La majorité des gens travaillent dans des activités non mixtes : les hommes dans la construction, la logistique, la mécanique ou l’informatique ; les femmes dans les métiers du soin, le secrétariat, l’enseignement… Et cela ne change guère : 90 % d’hommes dans le BTP et 95 % de femmes parmi les aides ménagères aujourd’hui comme hier. Pourtant, quand il s’agit de militer pour la mixité et l’égalité, on s’intéresse presque exclusivement à la féminisation des métiers « d’hommes » — les femmes ingénieures, les femmes dans les conseils d’administration, les quotas pour augmenter la mixité parmi les dirigeants des entreprises — et si peu à la masculinisation des métiers « de femmes » (je précise qu’il n’y a aucune essentialisation dans mon propos, je me contente de prendre la non mixité comme une réalité du monde du travail, bien documentée par l’Insee).
Les métiers “de femmes” sont les métiers d’avenir, pourvu qu’on les investisse !
Où sont les campagnes de sensibilisation concernant la masculinisation des métiers « féminins » ? Où sont les politiques publiques ambitieuses en la matière ? Vous me direz que c’est sans doute parce que les métiers dominés par les hommes sont globalement plus valorisés (et rémunérés) et il faudrait donc en faire davantage “profiter” les femmes.

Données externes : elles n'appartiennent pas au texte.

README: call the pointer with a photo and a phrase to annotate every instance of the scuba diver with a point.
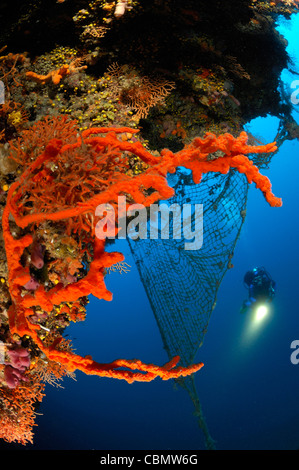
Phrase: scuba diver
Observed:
(261, 288)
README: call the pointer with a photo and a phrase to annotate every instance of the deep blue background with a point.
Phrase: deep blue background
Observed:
(248, 387)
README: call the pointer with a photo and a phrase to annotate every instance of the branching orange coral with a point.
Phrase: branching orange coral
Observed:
(109, 156)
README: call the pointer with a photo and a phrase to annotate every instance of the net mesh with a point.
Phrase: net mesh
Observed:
(181, 284)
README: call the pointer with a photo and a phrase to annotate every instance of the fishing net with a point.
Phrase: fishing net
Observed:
(181, 284)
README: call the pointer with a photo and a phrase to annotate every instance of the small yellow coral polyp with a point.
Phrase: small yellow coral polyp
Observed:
(110, 149)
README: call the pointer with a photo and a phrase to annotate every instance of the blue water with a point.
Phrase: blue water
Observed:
(248, 387)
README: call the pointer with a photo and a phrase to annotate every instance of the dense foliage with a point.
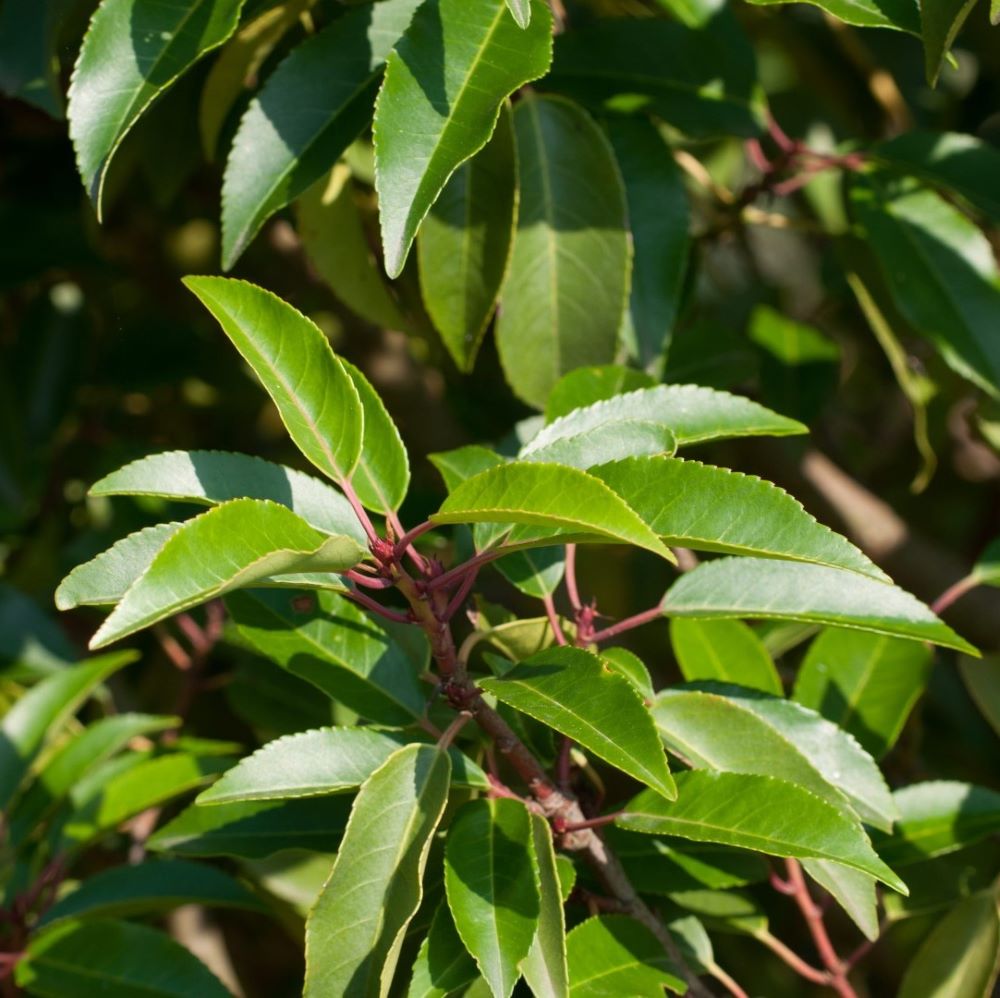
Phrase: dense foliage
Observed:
(477, 648)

Mais justement, est-ce que ce faisant, on n’entretient pas la dévalorisation des métiers du soin, de l’enseignement, de l’entretien ? On ne sort pas de cette dichotomie historique entre un travail productif « masculin » réputé noble et valable et un travail « reproductif » féminin, gratuit ou sous-payé, qui n’intéresse personne. Or en parlant de mixité uniquement sous l’angle des femmes dans les métiers « nobles », c’est comme si on invitait tout le monde à délaisser le care ! Mais alors qui s’occupera de nos enfants, de nos malades et de nous quand on sera vieux ?
Les métiers “de femmes” sont les métiers d’avenir, pourvu qu’on les investisse ! Il est crucial de faire de leur masculinisation un enjeu majeur d’action politique et culturelle. Il en va de notre bien-être à tous/toutes.
On a besoin des hommes dans les emplois pénuriques d’aujourd’hui et de demain
Parmi les métiers où les pénuries sont les plus importantes, les métiers féminins sont en tête. Ce sont des centaines de milliers de nounous, enseignants, auxiliaires de vie scolaire, infirmiers qui manquent déjà à l’appel. Demain, avec le vieillissement de la population et l’augmentation des besoins de soin, cela pourrait être plusieurs millions ! Selon une enquête de la Dares publiée en 2021, le secteur de l’aide à domicile est en tension avec une difficulté croissante à recruter du personnel. Le manque de nounous est criant. La pénurie de soignants met le modèle hospitalier au bord de la rupture. Et faute de recruter plus de professeurs, on ne pourrait bientôt « plus gérer la situation » dans les écoles. Vous voyez le tableau.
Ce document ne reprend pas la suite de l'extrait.